Alternative real estate assets accounted for 37% of year-to-date investment in the UK, making them the most actively traded property types, according to new quarterly research published by Cushman & Wakefield on Thursday.
All other property types have seen their share of the investment pie decrease in 2019, with the share of offices now at 33%.
Greg Mansell, head of UK Research & Insight at Cushman & Wakefield, said: 'This collection of specialist real estate, infrastructure and long-income deals has steadily grown its share of the investment market since the Global Financial Crisis. In the last few years, we have seen this trend accelerate as retail and office performance has weakened and we expect the appeal of alternatives to continue.'
Alternative asset classes range from hotels, senior housing and nursing homes to student housing, apartments, data centres and car parks.
Jason Winfield, head of UK & Ireland Capital Markets at Cushman & Wakefield, commented: 'Investors like alternatives for different reasons. For some, the abundance of long leases is the appeal. For others, the high returns associated with operational responsibility is the draw. Tellingly, investors are willing to invest at scale when they find the right opportunity irrespective of the property type.'
While the alternatives sector is buoyant, total UK commercial real estate volumes amounted to £12 bn (€13 bn) in Q2 2019, down 23% year-on-year. Cushman & Wakefield is forecasting £46 bn of total investment volumes by year-end.
'The decline in overall investment volumes is in part due to institutions decreasing their activity,' Winfield noted. 'A slowing UK economy and a fast-approaching Brexit deadline has made those already heavily invested in the UK more cautious. That said, private equity investors have been increasingly active as both buyers and sellers. As buyers, they had a 28% share of all investment in the second quarter – their largest share since 2008.'
The three largest deals this quarter accounted for a third of all investment, the highest share since 2013, demonstrating the enduring appetite for big deals, C&W said.

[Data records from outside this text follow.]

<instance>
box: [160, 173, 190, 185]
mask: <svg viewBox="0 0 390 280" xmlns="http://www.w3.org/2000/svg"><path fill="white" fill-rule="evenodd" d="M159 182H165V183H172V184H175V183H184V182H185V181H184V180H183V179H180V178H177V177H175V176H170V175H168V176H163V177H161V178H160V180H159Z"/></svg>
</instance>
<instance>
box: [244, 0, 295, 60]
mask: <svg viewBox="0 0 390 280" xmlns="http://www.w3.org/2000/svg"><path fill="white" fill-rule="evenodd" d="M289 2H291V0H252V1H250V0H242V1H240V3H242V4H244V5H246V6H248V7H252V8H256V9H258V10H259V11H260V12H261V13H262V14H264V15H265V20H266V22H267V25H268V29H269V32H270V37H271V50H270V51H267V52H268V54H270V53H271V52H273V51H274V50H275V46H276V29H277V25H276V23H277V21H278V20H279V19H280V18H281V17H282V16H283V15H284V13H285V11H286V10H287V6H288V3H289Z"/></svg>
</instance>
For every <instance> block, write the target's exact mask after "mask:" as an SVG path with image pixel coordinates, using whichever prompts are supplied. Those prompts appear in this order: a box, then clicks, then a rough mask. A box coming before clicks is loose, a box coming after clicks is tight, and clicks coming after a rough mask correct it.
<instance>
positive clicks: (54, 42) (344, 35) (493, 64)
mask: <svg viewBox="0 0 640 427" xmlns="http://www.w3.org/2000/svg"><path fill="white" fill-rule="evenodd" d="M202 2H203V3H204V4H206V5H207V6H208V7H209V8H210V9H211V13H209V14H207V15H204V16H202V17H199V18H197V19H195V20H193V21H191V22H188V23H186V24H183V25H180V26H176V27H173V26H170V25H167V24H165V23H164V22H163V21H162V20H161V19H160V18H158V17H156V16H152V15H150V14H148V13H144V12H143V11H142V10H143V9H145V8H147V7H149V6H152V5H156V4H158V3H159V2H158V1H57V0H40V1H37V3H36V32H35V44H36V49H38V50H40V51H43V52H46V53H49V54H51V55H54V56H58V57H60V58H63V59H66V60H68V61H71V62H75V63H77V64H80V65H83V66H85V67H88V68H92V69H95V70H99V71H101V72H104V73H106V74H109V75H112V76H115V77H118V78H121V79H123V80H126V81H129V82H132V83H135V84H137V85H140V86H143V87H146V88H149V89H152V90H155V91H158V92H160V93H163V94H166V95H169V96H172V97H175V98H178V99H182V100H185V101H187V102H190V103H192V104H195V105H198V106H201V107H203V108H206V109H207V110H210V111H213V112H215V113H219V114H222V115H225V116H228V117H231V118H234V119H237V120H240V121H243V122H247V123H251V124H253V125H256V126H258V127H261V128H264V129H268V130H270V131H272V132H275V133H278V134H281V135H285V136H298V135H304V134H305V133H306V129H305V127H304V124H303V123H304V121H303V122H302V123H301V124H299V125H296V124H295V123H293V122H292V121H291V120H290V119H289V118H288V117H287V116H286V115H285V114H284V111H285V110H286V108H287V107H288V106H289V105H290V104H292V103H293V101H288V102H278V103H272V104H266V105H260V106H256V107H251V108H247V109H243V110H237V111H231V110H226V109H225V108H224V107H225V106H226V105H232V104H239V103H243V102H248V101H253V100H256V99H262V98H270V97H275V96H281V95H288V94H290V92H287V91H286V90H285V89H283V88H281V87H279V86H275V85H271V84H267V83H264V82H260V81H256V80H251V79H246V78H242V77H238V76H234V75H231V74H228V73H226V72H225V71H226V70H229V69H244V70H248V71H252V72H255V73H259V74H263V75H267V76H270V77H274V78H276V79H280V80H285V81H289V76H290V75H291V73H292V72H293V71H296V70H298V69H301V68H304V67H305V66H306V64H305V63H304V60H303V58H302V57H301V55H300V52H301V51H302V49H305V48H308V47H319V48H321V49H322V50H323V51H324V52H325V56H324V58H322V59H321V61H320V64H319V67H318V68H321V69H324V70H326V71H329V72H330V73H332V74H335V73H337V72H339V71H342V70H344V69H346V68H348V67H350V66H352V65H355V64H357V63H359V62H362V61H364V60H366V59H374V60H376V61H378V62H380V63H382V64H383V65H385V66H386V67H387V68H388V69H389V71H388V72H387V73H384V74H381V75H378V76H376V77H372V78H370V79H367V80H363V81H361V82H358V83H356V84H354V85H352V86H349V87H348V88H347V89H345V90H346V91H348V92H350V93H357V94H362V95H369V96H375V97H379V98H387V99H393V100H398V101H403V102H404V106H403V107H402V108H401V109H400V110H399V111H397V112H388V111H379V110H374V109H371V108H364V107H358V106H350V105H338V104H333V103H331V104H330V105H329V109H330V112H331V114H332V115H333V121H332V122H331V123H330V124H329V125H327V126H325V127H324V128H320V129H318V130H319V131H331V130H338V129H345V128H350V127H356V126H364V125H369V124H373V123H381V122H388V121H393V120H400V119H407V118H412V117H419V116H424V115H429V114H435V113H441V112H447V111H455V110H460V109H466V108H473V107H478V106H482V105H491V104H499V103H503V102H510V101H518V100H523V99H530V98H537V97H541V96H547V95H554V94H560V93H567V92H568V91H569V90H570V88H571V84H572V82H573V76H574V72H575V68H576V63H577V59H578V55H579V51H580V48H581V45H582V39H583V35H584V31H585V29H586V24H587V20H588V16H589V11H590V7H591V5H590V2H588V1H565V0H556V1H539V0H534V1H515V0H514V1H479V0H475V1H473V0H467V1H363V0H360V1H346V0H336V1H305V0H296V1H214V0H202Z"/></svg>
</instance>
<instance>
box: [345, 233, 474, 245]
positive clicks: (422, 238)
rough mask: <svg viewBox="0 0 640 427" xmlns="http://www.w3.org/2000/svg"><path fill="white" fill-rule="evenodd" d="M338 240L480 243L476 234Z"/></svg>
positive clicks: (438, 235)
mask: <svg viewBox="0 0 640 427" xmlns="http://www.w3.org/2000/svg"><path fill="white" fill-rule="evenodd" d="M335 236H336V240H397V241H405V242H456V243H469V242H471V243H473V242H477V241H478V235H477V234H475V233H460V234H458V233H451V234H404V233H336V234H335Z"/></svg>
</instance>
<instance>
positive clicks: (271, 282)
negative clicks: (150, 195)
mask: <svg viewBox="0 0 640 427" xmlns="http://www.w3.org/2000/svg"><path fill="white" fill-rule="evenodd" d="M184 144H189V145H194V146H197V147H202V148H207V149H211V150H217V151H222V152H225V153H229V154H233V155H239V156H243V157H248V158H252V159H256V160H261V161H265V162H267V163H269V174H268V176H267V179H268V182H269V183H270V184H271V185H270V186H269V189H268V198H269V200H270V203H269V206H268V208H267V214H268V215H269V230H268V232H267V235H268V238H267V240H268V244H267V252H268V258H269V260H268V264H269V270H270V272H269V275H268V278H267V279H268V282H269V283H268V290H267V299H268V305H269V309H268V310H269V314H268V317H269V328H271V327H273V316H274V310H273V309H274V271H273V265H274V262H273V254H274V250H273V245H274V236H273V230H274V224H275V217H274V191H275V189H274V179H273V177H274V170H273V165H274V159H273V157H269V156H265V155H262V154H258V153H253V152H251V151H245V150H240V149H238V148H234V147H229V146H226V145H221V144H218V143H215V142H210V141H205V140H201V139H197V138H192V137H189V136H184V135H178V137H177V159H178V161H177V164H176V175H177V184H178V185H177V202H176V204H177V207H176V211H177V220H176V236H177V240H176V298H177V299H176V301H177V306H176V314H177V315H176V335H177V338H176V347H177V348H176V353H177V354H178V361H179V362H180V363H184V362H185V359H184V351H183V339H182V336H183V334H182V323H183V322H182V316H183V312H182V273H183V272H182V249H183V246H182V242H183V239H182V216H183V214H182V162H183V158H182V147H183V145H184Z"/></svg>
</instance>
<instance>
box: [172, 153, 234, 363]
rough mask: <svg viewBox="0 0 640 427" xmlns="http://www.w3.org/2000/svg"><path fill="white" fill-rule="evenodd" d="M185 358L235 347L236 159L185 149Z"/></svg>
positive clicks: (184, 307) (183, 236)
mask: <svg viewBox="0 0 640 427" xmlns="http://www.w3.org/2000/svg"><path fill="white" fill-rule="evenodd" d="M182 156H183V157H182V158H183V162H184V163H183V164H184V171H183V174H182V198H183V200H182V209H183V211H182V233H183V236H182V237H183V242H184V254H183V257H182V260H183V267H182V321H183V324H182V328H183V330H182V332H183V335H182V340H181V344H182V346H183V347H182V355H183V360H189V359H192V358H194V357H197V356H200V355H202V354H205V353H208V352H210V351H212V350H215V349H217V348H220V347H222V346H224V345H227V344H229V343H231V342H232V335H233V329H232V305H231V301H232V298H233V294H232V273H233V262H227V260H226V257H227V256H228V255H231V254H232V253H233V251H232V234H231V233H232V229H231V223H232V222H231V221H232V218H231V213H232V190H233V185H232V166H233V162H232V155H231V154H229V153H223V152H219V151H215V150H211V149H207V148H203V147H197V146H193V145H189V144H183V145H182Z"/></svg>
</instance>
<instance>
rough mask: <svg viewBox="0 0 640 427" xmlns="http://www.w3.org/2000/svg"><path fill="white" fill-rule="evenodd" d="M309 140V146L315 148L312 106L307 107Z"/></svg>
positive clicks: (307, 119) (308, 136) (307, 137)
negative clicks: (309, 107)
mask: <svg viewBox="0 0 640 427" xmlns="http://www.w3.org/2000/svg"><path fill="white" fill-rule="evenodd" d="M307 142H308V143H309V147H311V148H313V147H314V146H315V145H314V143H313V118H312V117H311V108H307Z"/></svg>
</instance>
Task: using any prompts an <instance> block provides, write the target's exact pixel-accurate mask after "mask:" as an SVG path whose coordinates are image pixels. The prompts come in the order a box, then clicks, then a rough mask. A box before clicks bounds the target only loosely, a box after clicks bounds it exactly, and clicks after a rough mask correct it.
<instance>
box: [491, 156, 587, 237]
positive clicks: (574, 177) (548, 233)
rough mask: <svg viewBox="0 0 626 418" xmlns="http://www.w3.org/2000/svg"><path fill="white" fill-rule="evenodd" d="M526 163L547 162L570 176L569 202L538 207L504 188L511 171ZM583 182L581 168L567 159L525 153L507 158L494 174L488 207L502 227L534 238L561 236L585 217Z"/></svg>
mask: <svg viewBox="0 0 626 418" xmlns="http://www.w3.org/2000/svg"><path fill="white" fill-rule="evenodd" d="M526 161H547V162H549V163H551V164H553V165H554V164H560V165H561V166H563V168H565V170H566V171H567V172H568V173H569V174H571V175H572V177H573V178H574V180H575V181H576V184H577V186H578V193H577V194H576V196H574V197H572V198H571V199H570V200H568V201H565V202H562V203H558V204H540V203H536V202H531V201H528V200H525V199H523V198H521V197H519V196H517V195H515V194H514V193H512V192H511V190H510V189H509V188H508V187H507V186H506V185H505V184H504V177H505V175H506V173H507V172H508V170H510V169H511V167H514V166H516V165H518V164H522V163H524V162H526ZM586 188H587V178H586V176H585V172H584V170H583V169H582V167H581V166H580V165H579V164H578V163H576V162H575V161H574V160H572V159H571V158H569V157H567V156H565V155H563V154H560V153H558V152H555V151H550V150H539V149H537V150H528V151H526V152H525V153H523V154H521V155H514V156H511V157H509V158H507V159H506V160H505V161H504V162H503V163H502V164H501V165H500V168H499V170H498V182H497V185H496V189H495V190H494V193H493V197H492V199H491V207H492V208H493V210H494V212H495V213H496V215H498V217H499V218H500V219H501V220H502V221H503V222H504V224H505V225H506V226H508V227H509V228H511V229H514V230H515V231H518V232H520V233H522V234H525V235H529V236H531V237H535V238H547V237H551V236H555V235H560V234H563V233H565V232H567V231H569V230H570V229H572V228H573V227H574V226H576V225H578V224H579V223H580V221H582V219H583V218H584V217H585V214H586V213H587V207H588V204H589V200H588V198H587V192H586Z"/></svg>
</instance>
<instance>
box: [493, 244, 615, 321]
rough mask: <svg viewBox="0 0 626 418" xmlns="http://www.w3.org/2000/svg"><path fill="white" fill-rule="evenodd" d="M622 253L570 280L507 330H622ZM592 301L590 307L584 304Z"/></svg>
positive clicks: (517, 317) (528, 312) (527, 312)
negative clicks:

The main sources of foreign capital are also changing. Top investors from the US, China and Hong Kong have either been net sellers or absent from the market in 2019. In their absence, other investors have entered the fray.
Persistent buying by French investors (£4 bn) over the last 12 months has launched the country back into the top 10 rankings for net investment into the UK since 2006. Investors from South Korea (£0.9 bn) and Israel (£1 bn) have also been buying in large volumes. Both countries are now top 20 net investors into the UK, displacing traditional European sources like the Netherlands.